No, that description was too sterile. He did not address the program’s problems; he tore the program to shreds. It was not the dispassionate analysis of a media observer; it was the overflowing emotion of a passionate fan who happens to host a radio talk show. He had been getting more and more disgusted by the wasted potential and bad losses accumulated by the Spartans, and the devastating loss to Notre Dame finally brought him to a boil. A tangible, powerful, irrepressible boil.

So Valenti boiled. He ranted for fifteen minutes straight. His co-host tried to interrupt him when his voice began to fail, and he refused to stop. His co-host tried again a few minutes later when his voice became even more hoarse, and he very pointedly told his co-host to let him finish. He left no doubt that he would let no one stop him from saying what he needed to say.

Clearly, it was just that: a need. The depth of emotion in his voice and in his words demonstrated beyond any doubt that he did not simply want to express his opinions; he needed to speak his piece. He needed not just to speak his mind; he needed to speak his heart.

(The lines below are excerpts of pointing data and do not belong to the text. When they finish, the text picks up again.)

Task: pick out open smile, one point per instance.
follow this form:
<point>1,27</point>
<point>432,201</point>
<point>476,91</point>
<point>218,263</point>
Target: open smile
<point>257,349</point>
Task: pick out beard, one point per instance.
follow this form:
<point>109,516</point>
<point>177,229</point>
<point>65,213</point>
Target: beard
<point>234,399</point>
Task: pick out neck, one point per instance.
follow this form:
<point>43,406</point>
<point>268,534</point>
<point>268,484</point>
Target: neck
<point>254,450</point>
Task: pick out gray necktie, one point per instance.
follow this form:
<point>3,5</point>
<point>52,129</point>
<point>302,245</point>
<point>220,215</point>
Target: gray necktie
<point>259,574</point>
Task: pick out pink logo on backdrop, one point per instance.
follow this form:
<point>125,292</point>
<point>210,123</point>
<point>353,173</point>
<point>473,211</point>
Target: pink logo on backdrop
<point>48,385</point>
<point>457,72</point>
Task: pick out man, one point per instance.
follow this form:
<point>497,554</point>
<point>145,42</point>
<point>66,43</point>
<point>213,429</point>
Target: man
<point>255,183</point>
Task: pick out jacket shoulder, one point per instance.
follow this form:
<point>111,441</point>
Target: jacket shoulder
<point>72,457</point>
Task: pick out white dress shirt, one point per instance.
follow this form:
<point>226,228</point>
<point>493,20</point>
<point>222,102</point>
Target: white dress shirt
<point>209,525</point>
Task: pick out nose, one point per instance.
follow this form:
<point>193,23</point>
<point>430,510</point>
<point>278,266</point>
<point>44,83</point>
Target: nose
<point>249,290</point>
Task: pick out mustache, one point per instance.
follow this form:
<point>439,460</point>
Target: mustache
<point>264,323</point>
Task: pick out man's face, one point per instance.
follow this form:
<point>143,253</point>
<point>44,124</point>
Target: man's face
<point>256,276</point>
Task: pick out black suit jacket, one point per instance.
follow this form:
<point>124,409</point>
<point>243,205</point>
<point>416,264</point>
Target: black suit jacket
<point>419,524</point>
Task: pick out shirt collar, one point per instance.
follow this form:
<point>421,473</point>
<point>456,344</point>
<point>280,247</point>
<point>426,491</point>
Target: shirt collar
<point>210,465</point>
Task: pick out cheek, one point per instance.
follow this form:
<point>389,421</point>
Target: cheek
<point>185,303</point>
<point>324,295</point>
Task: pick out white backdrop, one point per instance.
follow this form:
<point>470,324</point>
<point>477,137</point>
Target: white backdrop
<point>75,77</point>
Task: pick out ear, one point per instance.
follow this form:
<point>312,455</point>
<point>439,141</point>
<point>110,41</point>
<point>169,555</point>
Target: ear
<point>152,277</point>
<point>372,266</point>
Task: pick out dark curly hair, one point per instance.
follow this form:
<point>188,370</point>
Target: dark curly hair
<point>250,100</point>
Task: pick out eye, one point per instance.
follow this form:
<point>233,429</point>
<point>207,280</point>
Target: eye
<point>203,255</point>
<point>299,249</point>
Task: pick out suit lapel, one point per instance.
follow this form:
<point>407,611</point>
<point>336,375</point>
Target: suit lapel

And it was his heart that spoke for fifteen minutes. That was unmistakable. He expressed his deepest outrage at the failings of the MSU football program, but he could not have done it out of anger. Anger will make a man do remarkable things, but ultimately, he did not speak in an effort to destroy the program; he shouted himself hoarse in an exhausting effort to expose every crevice of every destructive element within Michigan State football.

What brings a man to that point? Love. Valenti loves Michigan State football.

Some may hesitate to assign that emotion and action to football, either because it doesn’t seem to fit the violently competitive nature of the sport or because they believe sports aren’t important enough to love; neither is true. A shallow fondness does not cause a man in Valenti’s position to break character, shut down his co-host, expose raw emotions and hit every last nerve he could hit; mere pleasant associations do not evoke a passionate point-by-point denunciation of a program’s failings, from the head coach down to the last walk-on player. It’s not the love one person can feel for another — such love should be on an entirely different level — but as Valenti demonstrated, it is love, and in some ways it can be nearly as deep.

That love was deep enough for Valenti to stand by the Spartans through disappointment after disappointment, and it was deep enough that he could no longer bear to watch that football program — his football program — self-destruct. He had to speak, he had to do what he thought would help salvage the program, and he did so with a level of passion not often witnessed in any venue for any reason. He did not observe the program’s failings as a bystander; he experienced them as offenses against a close personal friend. That has to be love. Any lesser word would be inadequate in the face of the emotion in his vehement words and in his failing voice.

And that is what makes college football such a beautiful sport.